Dans la série sortie en novembre 2024, une carte alternative de Pikachu neuve a atteint la valeur de 1 200 € avec une note de 10, de quoi attirer tout un réseau de professionnels qui veulent manipuler le marché. Après s’être coordonnés, ils revendent à prix d’or des cartes hautement estimées et dont ils épuisent ensemble les stocks. Il faut aussi prendre en compte le trafic de contrefaçons. « Sur 5 000 cartes, peut-être que 50 sont fausses », estime Julien au doigt mouillé. Un nombre néanmoins modéré et maintenu stable, expliqué par la facilité à reconnaître les fausses cartes. Motif holographique, impression, verso de la carte… « On le voit en une demi-seconde », assure l’ancien noteur. Qui voit parfois passer des clients qui se sont fait rouler.

Mépris de classe

Outre les manipulations de marchés menées par des professionnels bien rodés, des particuliers en tous genres spéculent aussi. Les puristes les appellent les « scalpeurs », et ils sont plutôt mal vus dans la communauté Pokémon. Une défiance qui agace le noteur, pour qui ce clivage est ridicule et démontre plutôt un caprice de privilégiés. Car parmi les spéculateurs particuliers se trouvent aussi « des jeunes qui veulent juste arrondir leurs fins de mois ». Julien dénonce sans détour que « dans un contexte social et politique très compliqué où les classes précaires sont encore plus précarisées et les riches encore plus riches, il y a presque un mépris de classe », orchestré par les collectionneurs privilégiés aux frais de ceux qui essaient de s’en sortir. « C’est très culpabilisant », martèle-t-il encore.

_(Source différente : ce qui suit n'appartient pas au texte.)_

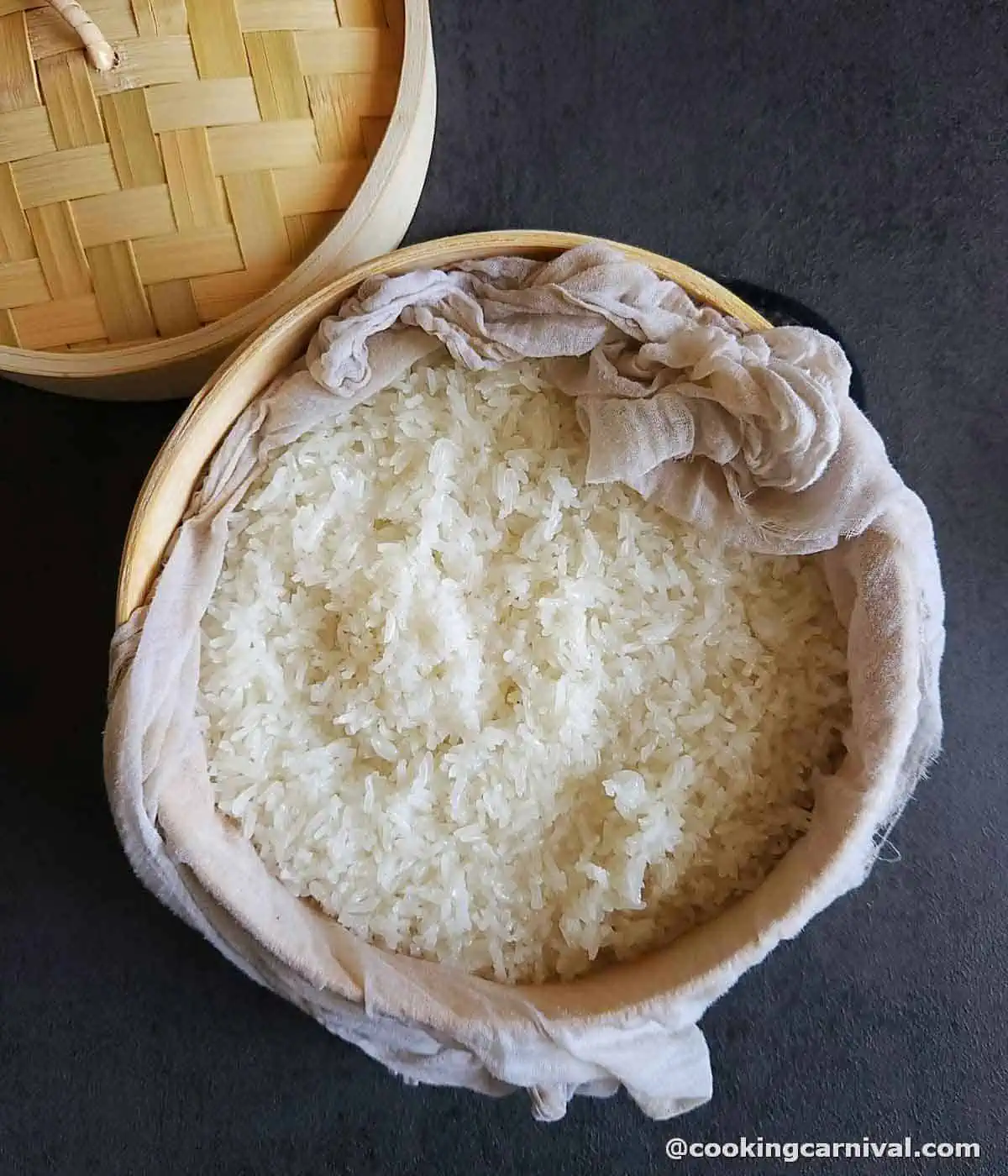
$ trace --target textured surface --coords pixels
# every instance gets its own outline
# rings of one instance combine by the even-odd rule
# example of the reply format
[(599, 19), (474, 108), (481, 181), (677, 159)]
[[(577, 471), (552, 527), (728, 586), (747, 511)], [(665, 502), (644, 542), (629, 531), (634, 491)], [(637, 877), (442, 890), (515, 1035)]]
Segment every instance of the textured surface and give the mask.
[(169, 338), (263, 294), (339, 220), (395, 100), (402, 0), (0, 0), (0, 343)]
[(602, 233), (783, 289), (839, 328), (935, 519), (944, 756), (896, 829), (902, 861), (705, 1018), (709, 1107), (657, 1124), (625, 1098), (579, 1101), (538, 1127), (520, 1098), (403, 1089), (173, 920), (114, 838), (99, 731), (116, 562), (178, 406), (4, 386), (0, 1171), (799, 1170), (662, 1154), (672, 1135), (746, 1132), (976, 1140), (986, 1158), (969, 1165), (801, 1170), (1000, 1176), (1003, 9), (441, 0), (434, 19), (439, 127), (413, 240), (507, 225)]

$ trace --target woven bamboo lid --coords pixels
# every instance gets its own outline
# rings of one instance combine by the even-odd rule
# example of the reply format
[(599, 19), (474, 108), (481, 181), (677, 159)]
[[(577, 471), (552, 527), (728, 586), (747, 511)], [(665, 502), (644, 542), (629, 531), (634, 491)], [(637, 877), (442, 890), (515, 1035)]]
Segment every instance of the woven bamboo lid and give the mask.
[[(185, 395), (398, 245), (433, 133), (426, 0), (84, 6), (106, 71), (45, 0), (0, 0), (0, 370)], [(194, 359), (182, 386), (121, 379)]]

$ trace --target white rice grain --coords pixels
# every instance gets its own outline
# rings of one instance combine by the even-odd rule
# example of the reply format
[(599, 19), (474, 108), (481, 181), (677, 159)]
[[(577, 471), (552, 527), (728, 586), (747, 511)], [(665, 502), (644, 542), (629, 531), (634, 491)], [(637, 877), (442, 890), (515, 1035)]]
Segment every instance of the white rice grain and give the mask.
[(667, 942), (809, 820), (847, 715), (813, 561), (585, 485), (533, 363), (427, 363), (274, 457), (202, 626), (211, 779), (295, 894), (502, 981)]

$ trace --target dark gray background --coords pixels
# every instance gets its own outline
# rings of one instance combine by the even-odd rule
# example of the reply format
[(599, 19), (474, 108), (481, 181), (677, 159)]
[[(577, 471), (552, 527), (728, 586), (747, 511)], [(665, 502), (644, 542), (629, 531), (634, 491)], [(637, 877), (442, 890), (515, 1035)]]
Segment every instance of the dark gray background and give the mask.
[(435, 0), (409, 240), (599, 233), (786, 290), (860, 363), (948, 592), (944, 755), (899, 864), (705, 1018), (714, 1101), (405, 1088), (134, 881), (101, 781), (133, 499), (176, 405), (0, 387), (0, 1172), (910, 1172), (663, 1156), (670, 1135), (979, 1141), (1008, 1171), (1006, 18), (997, 4)]

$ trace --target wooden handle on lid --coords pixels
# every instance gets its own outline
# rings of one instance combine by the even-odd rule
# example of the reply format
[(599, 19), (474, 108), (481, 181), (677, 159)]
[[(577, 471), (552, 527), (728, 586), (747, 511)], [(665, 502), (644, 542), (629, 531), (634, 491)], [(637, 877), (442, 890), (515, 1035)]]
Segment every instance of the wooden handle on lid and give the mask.
[(115, 51), (101, 34), (101, 29), (78, 4), (78, 0), (49, 0), (49, 4), (74, 29), (84, 42), (88, 61), (100, 73), (115, 65)]

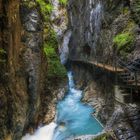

Au-delà de ces divisions, le business des cartes de collection continue de prendre de l’ampleur, au risque de saturer le marché. La dernière série de cartes qui sort ce mois de janvier 2025 connaît déjà des ruptures de stock. « Les gens sont de plus en plus nombreux à vouloir leur part du gâteau, mais le gâteau ne grossit pas », philosophe Julien.